I changed from .NET 6.0 to .NET 7.0 and found that some of my performance-critical tasks take almost twice as long as with .NET 6.0 (no code changes were made!).

I was able to derive a simple example which shows at least one interesting effect:

using System;
using System.Collections.Generic;
using System.Diagnostics;

public readonly struct MyStruct {
  public int Parent { get; }
  public int Child { get; } 
  public MyStruct(int p, int c) {
    Parent = p;
    Child = c;
  }
}

static class MyProgram {
  
  static int Main(string[] args) {
    Stopwatch stopwatch = new Stopwatch();
    List<MyStruct> list = new() { new(1, 1)};
    stopwatch.Start();
    for (int j = 0; j < 500_000; ++j) {
      for (int i = 0; i < 1000; ++i) {
        int p = list[0].Parent;
        int c = list[0].Child;
      }
    }
    Console.WriteLine(stopwatch.ElapsedMilliseconds);
    return 0;
  }

}

With .NET 6.0 this takes about 240ms, and with .NET 7.0 450ms (so about 41% longer).

As far as I can tell the MSIL code is equivalent, so it seems the JIT compiler does something severely different in .NET 7.0?

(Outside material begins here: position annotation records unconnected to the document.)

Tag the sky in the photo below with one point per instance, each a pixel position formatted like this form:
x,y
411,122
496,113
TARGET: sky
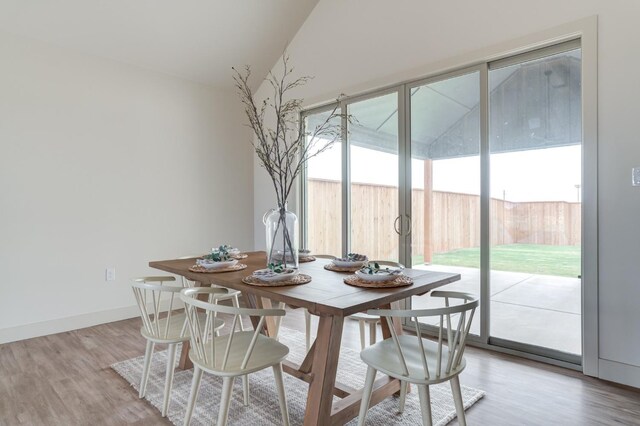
x,y
549,174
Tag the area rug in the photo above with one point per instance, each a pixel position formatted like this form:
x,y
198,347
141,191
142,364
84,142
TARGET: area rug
x,y
264,408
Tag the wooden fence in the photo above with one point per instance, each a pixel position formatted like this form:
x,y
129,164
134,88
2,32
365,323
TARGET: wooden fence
x,y
455,220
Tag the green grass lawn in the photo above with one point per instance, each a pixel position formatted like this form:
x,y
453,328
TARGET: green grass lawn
x,y
530,258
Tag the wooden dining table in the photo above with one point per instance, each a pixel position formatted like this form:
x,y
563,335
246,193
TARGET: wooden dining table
x,y
329,298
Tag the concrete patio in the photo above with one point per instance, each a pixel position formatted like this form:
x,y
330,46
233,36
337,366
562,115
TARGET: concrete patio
x,y
540,310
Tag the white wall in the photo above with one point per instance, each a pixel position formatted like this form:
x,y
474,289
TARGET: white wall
x,y
104,164
351,46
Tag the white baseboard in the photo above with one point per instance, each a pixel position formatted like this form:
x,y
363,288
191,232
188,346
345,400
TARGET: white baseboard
x,y
43,328
618,372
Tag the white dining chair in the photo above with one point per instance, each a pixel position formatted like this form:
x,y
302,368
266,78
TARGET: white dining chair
x,y
161,324
232,294
423,362
365,319
237,353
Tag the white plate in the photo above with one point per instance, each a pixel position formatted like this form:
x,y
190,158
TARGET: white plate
x,y
378,276
268,275
342,263
210,264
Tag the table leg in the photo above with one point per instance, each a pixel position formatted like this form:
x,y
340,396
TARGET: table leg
x,y
325,365
397,322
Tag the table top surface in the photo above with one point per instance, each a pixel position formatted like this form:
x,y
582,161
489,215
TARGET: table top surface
x,y
325,294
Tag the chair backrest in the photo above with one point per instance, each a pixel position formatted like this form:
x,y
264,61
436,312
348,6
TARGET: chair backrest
x,y
387,263
154,298
202,337
448,356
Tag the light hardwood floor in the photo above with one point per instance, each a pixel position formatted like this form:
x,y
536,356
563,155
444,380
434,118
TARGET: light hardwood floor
x,y
65,379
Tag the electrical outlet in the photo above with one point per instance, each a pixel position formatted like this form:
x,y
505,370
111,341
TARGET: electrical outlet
x,y
635,176
110,274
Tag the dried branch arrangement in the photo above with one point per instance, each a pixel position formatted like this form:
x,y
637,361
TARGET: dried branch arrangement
x,y
285,146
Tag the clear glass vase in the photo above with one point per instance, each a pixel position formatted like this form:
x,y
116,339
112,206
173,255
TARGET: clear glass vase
x,y
281,228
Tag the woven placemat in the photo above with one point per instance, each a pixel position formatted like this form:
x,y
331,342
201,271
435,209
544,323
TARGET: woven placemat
x,y
401,281
295,280
202,269
334,268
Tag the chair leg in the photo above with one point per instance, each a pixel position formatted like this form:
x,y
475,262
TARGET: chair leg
x,y
148,355
282,398
457,399
236,304
168,382
404,385
225,401
425,404
307,328
245,390
193,396
366,395
372,333
278,321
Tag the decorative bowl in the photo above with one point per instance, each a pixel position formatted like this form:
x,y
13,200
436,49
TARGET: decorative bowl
x,y
210,264
353,260
381,275
268,275
230,250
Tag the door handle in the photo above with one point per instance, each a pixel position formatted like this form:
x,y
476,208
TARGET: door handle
x,y
408,224
395,225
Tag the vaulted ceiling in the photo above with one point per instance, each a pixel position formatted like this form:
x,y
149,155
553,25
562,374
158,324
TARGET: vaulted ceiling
x,y
199,40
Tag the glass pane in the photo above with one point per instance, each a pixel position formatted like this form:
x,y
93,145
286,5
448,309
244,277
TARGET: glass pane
x,y
535,147
373,150
324,194
445,167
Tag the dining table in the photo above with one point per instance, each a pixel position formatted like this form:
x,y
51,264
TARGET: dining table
x,y
332,300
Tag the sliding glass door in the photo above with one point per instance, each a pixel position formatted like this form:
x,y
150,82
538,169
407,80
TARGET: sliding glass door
x,y
476,172
373,177
445,181
535,144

Can anyone confirm this or does anybody else experience performance degradation when switching to .NET 7.0 (for .NET 8.0 it's the same by the way)?

This behavior is very fragile: Make a class of the struct, add another property, combine the nested loops into one, etc. and performance is almost the same for both versions.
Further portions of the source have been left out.